First of all, we have to blame the terrorists — they are the ones who are responsible. But I was the lead witness for the 9/11 Commission, and I went over our records very carefully, and we took a whole series of steps to try to deal with terrorists, from the first explosions at the World Trade Center, executive decisions President Clinton took…I mean we actually launched missiles against Osama bin Laden in Afghanistan after the embassies in Kenya and Tanzania were blown up. I think we did everything we could. The thing I try to remind people is that pre-9/11, most people thought whenever we did anything we were overreacting, not under-reacting…
…Clinton being accused of wagging the dog.
Right. When we bombed the chemical factory in Sudan because we had intelligence linking it to Osama bin Laden, people said we were crazy. I think one of the really hard parts in analyzing decisions is to put yourself into where things were at the time. We have obviously all talked about this, and we all feel that President Clinton and our team really took as robust actions as were possible in a pre-9/11 setting. I think the Bush administration, from everything I’ve read—if you read Dick Clarke, or any number of other books, although I think Dick Clarke is most authoritative, since he was in both administrations—the Bush administration didn’t pay that much attention to it. And I can tell you that when we briefed Secretary Powell and Dr. Rice, I think especially Dr. Rice was surprised when Sandy Berger told her how much time would be taken up fighting terror.
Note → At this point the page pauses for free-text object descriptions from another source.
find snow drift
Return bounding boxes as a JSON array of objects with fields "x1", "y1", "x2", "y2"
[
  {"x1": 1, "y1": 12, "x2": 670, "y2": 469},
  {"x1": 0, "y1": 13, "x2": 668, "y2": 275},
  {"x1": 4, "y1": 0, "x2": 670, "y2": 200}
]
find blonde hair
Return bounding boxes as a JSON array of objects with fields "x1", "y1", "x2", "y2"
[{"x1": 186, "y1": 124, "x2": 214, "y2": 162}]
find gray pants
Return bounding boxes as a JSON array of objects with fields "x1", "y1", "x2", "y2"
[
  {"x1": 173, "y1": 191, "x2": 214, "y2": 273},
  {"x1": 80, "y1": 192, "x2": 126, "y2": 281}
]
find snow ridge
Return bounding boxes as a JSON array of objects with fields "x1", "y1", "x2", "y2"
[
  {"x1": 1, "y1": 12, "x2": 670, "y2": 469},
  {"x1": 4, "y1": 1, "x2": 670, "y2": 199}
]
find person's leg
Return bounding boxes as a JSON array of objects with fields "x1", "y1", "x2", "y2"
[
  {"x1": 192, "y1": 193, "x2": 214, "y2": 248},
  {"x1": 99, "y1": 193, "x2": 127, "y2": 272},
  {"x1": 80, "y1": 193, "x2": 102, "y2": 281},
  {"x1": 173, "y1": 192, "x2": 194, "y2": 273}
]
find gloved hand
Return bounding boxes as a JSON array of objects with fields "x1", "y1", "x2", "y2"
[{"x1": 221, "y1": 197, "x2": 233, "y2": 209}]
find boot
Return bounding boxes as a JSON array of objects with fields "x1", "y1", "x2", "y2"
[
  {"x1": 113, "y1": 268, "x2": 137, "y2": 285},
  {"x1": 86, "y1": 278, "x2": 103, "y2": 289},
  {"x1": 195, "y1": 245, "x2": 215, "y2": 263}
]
Blaming either administration is not useful, but I think we need to ask what has happened since 9/11? We at least went after Osama bin Laden. Where is the action now? Why was attention diverted from Afghanistan, and why was it linked to Iraq when there was no connection?
The Bush administration has been arguing very strenuously for a number of months that Iraq as the centerpiece of the larger fight against terror. Is the war in Iraq making us safer?
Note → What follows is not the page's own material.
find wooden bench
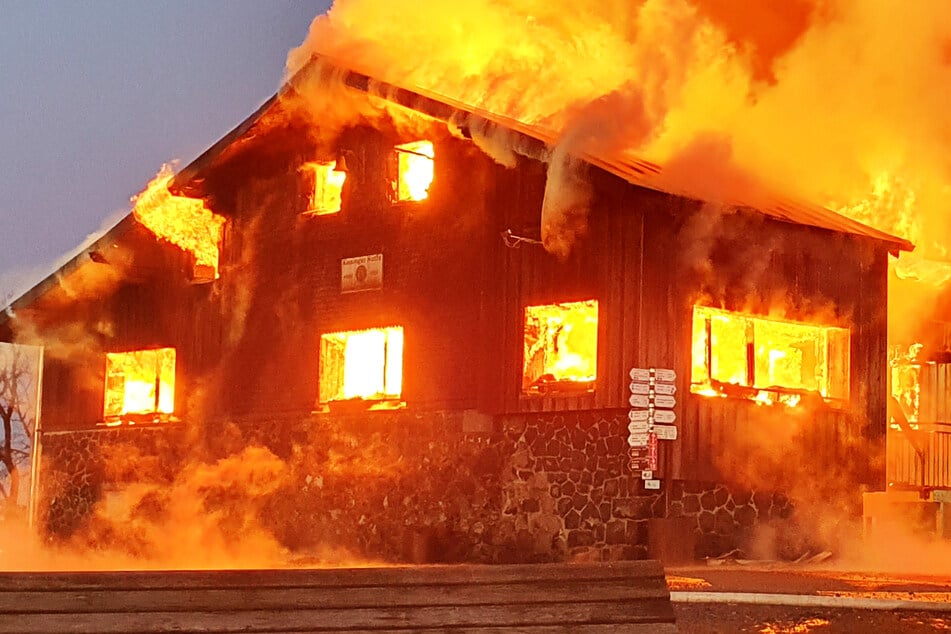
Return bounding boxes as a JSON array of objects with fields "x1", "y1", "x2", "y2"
[{"x1": 0, "y1": 560, "x2": 677, "y2": 633}]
Well, it wasn’t the centerpiece of the war on terror — it is now, in many ways. Because everybody who hates us is now there, and there are a lot more people who hate us because of it. But there was no link. And that has made America less safe. We should have kept our attention on Afghanistan, which as you well know is getting worse—the Taliban is resurging, and there are increased problems for the NATO force there. Even Secretary Rumsfeld says that more terrorists have been created than have been killed. So while everybody is happy that we haven’t been attacked since 9/11, but Iraq has not made anyone safer.
John McCain is calling for an increase of troops in Iraq, and various others are calling for a reduction. How do we move forward in Iraq?
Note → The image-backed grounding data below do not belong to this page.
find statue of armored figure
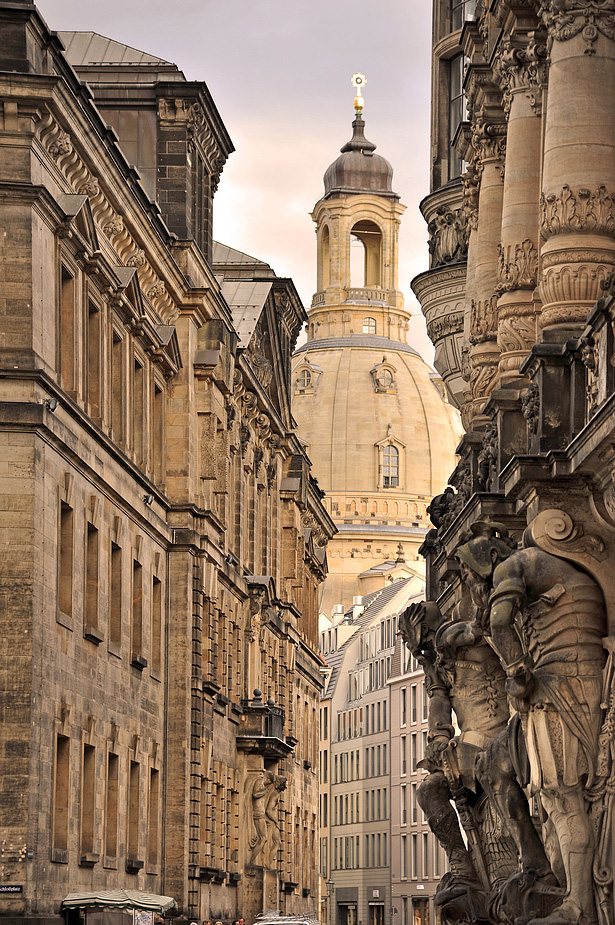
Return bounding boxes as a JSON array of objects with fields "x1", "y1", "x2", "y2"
[
  {"x1": 399, "y1": 594, "x2": 526, "y2": 921},
  {"x1": 452, "y1": 521, "x2": 609, "y2": 925}
]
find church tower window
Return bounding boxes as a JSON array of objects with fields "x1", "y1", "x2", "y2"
[
  {"x1": 363, "y1": 317, "x2": 377, "y2": 335},
  {"x1": 350, "y1": 220, "x2": 382, "y2": 288},
  {"x1": 298, "y1": 369, "x2": 312, "y2": 390}
]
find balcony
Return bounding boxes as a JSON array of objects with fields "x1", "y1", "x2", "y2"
[{"x1": 236, "y1": 689, "x2": 293, "y2": 758}]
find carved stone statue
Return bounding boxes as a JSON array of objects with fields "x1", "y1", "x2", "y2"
[
  {"x1": 400, "y1": 598, "x2": 519, "y2": 918},
  {"x1": 454, "y1": 521, "x2": 608, "y2": 925},
  {"x1": 263, "y1": 774, "x2": 287, "y2": 868}
]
We need to redeploy. We need to systematically find a way to get out of there. It was a war of choice, not of necessity. If you just look at the titles of the books out now, they make your hair curl: Payoff, Fiasco, State of Denial, and so on. The sad part is that our forces are so unbelievably brave and work so hard, and yet the American presence is a solution, but it’s also the problem, because we are like flypaper drawing attacks. What has to happen is that the government of Iraq needs to take more and more control. I have been arguing that while the United States did not start World War I or WWII, when we saw that it effected our national interest, we went into those wars, and we won. The countries that have disagreed with how we got into Iraq have to now realize that their national interests have also now been effected, and they have to help—helping with the logistics, helping with the rebuilding of Iraq, so that it does permit us to leave.
I’ve just come from the Middle East, and I can’t tell you what the effect of Iraq on America’s reputation has been catastrophic, not to mention the loss of life, American and Iraqi….I’m afraid Iraq will go down in history as the greatest disaster in the history of American foreign policy. We need to figure out how to leave. I am not a person who thinks we need to set a date, but I do think we need to redeploy and get out.